Dua Hati


 

Kepada rindu yang tergantung di langit tak bertepi, mari bersahabat dan peluk aku erat. Jadikan senja ini lebih berarti.

Jangan enggan menghampiri, buang angkuh dan rengkuh rindu. Karena kita adalah dua sisi koin usang. Ditakdirkan berpasangan.

Kepada cinta yang kita puja. Kepada hati yang beresonansi. Dan rindu yang menyelinap di sela jari. Peluk aku, sampai pagi.

Kepada gairah yang meletup. Kepada hasrat yang meredup. Dan sebaris doa yang tertangkup. Adakah hati yang terketuk?

Jika kangen adalah danau yang tenang, apakah rindu adalah ombak yang menantang?

Jika cinta adalah api yang membara, apakah kasih adalah hangat yang meraja?

Jika dendam adalah bintang yang memudar, apakah benci adalah bisa yang menular?

Jika “selamanya” adalah utopia, mengapa kita mencintai dusta?

Jika “aku mencintaimu” tak lagi berarti, mengapa kita rela menunggu sampai buku jari memutih?

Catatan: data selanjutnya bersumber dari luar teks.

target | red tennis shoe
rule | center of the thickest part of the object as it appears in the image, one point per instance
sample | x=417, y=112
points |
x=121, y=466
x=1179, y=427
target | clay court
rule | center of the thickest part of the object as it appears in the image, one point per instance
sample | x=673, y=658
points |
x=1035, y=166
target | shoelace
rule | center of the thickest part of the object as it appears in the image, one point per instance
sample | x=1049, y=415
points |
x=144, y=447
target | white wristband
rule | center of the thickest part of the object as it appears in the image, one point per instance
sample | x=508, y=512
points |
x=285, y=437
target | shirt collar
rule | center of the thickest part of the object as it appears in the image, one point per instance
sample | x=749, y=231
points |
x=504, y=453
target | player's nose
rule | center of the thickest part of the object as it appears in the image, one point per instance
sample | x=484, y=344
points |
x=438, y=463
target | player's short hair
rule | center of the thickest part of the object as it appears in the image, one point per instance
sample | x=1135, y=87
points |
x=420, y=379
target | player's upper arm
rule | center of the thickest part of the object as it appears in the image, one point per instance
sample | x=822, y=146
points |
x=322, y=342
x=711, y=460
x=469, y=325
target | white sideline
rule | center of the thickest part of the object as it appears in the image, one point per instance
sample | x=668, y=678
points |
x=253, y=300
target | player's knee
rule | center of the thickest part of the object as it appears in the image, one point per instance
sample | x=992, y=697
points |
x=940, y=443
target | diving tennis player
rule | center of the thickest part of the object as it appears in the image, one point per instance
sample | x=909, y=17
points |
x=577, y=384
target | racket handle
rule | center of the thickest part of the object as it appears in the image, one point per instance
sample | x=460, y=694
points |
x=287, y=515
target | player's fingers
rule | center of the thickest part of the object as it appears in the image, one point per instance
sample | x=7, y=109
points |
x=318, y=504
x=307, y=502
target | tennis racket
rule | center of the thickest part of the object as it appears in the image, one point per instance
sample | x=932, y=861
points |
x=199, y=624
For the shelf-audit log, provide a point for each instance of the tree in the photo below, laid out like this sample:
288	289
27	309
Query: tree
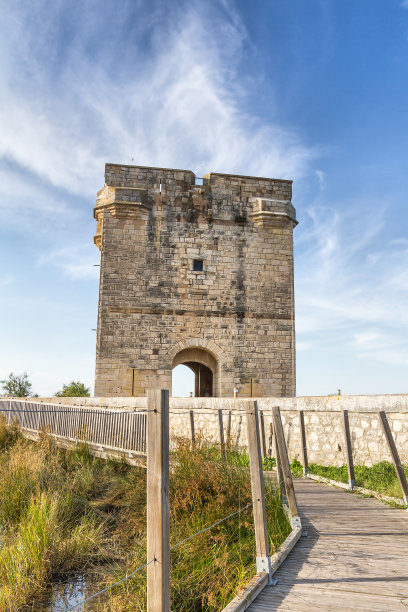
17	385
74	389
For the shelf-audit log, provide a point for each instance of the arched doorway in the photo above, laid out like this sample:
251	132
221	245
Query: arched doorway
205	368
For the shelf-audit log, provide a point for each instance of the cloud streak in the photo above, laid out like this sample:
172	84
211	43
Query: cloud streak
179	104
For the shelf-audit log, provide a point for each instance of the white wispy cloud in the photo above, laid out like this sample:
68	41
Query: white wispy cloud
77	261
68	110
351	283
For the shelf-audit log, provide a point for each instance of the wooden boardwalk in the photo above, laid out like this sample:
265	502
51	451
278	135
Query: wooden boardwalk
355	556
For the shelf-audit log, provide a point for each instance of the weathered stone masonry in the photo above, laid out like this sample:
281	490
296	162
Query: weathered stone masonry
233	321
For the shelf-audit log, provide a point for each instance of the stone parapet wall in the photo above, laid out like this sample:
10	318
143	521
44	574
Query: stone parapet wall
323	422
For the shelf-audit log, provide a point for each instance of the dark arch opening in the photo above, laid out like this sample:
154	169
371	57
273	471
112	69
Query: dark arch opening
203	384
204	366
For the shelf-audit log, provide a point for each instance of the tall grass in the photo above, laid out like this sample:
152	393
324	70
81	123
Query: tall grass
64	511
380	477
208	569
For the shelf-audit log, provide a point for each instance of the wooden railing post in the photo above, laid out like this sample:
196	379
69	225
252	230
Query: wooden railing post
192	427
303	442
263	437
279	472
395	456
287	475
349	451
222	437
263	559
158	507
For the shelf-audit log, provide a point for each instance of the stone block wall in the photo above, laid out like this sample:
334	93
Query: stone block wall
152	224
323	422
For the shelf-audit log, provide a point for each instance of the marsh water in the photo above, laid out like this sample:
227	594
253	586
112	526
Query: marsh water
66	594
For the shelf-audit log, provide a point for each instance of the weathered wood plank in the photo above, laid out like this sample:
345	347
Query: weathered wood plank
263	560
158	505
349	450
354	557
394	454
303	442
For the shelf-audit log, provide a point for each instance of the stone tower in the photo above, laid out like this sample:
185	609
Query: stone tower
199	274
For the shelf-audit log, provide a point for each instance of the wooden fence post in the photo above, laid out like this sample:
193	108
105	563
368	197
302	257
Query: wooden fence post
222	438
287	475
279	472
303	442
270	440
395	456
158	506
263	559
192	427
263	437
349	451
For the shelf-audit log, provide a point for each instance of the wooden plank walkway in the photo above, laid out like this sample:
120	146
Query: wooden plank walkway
355	556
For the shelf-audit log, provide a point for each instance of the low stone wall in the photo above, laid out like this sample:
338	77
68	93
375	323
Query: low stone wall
323	422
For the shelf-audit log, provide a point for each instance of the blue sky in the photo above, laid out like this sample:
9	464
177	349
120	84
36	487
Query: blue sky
312	90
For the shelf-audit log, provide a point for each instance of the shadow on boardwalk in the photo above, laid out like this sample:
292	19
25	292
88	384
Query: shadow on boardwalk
354	556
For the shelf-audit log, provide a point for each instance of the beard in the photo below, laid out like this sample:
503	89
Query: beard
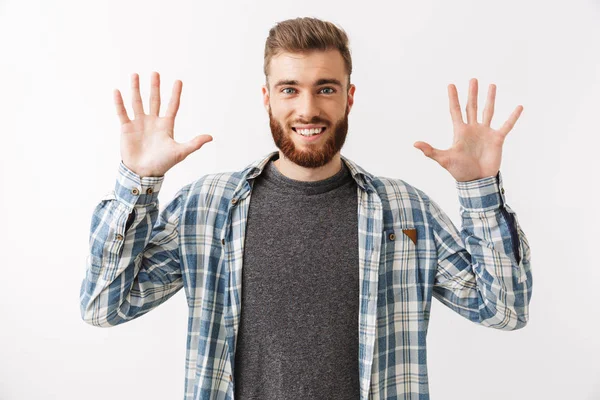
316	154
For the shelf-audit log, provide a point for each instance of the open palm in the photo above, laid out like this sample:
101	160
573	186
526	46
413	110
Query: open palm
147	144
476	150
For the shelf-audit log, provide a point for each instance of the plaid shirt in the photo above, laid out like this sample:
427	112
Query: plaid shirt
409	252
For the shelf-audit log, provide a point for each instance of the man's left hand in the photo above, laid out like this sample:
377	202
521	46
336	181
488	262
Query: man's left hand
476	150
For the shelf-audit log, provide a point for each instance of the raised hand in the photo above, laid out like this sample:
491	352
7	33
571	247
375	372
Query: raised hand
476	150
147	144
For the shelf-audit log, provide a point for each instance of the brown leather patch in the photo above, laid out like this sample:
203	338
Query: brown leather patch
411	233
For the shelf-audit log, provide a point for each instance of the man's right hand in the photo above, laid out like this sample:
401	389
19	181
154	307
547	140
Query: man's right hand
147	144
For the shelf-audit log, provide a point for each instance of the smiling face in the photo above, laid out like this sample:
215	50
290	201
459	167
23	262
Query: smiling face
308	101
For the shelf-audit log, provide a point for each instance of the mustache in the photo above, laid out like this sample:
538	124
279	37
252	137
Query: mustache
313	120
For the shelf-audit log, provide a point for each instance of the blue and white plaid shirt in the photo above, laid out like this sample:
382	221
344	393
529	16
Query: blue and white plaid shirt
409	252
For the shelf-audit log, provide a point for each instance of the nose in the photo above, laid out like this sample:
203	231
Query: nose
308	107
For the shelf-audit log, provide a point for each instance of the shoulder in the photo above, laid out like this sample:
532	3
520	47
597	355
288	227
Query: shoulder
396	190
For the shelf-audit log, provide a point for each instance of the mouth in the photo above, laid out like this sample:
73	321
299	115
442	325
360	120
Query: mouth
310	134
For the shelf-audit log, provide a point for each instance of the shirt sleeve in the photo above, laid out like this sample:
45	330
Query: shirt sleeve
483	271
134	263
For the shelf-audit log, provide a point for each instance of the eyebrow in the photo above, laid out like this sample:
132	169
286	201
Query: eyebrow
320	82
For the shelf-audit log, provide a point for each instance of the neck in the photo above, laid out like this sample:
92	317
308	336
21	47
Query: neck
296	172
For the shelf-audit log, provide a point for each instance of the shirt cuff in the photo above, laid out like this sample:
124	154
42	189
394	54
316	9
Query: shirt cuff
133	190
481	195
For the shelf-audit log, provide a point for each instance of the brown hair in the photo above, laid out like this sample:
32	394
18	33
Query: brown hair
305	34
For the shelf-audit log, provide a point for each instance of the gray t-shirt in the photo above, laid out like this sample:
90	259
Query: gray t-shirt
298	332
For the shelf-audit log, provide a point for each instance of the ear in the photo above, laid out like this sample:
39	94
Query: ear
351	90
266	98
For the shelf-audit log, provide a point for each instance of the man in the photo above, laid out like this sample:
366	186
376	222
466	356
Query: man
339	266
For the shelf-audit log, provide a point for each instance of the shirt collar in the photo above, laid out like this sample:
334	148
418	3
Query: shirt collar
363	179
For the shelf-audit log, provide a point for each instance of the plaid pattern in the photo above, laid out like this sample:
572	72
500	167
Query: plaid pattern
196	242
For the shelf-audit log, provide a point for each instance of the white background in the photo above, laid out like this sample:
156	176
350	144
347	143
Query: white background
61	60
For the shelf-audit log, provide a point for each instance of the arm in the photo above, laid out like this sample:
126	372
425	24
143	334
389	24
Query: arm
134	262
483	271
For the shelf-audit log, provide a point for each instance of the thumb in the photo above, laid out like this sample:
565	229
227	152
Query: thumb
194	144
435	154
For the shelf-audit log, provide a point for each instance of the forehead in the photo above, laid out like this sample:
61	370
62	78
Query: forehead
306	67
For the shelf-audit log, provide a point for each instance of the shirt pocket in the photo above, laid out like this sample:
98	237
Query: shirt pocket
401	276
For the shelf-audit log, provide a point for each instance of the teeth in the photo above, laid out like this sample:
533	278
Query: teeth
309	132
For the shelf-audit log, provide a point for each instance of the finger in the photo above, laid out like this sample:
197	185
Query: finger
472	102
193	145
440	156
174	102
488	111
138	106
455	112
121	111
155	94
512	120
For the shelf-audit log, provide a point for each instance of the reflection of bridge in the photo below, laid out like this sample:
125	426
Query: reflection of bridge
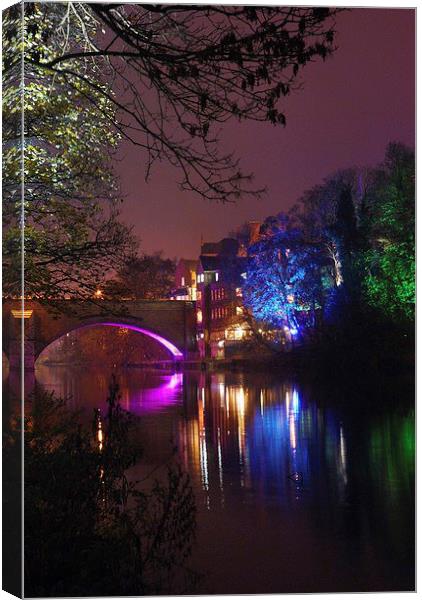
171	323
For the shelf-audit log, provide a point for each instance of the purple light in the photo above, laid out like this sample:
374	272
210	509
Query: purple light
171	347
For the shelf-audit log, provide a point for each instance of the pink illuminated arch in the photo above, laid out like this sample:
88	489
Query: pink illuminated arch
171	347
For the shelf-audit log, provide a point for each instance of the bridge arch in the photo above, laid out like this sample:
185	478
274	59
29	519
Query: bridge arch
176	353
170	323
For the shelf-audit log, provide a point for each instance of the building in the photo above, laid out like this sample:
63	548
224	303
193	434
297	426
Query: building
185	280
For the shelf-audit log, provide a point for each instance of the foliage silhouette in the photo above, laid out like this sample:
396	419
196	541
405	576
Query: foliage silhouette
90	529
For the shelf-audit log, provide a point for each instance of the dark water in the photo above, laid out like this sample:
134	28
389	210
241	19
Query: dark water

Jika harapan adalah riak yang terus bergetar, aku ingin menangkap gaungnya walau samar. Sampai hening memekakkan. Sampai jeda tak tertahankan. Sampai aksara kehilangan arti. Sampai hampa menemukan getir di lidah.

Ketika paradoks berevolusi, dan ironi adalah produk gagal masa kini. Lalu, kepada siapa menitipkan nurani?

Ketika senja dan malam bergulat dalam diam, pedang jingga cakrawala mulai menghunjam tajam. Menelikung dalam kegelapan. Hitam.

Kita bergulat dengan kata, jari saling menuding dan hati berdarah. Meleleh melalui ego yang mendidih. Berhenti di sudut jiwa yang perih. Lalu kita saling membelakangi. Meninggikan ego yang tak lagi berarti. Setelah hampa menyapa, semua sudah sia-sia. Percuma.

Mereka membicarakan tragedi. Merangkai kalimat berbunga yang terbungkus agitasi. Membungkus cinta dengan bingkai patah. Percuma. Tinggal getir yang terkecap di lidah. Maaf yang sia-sia. Cinta yang terhempas karena nafsu yang menggelora. Satu kata tersisa: Percuma.

Pertempuran dua hati. Mencoba mengikat dan dan saling memiliki. Mereka lupa konsep paling luhur. Cinta tak akan pernah hancur.

Mungkin kita tercipta untuk melengkapi. Mungkin konsep sejati hanya ilusi. Mungkin hujan adalah cinta langit kepada Bumi. Mungkin.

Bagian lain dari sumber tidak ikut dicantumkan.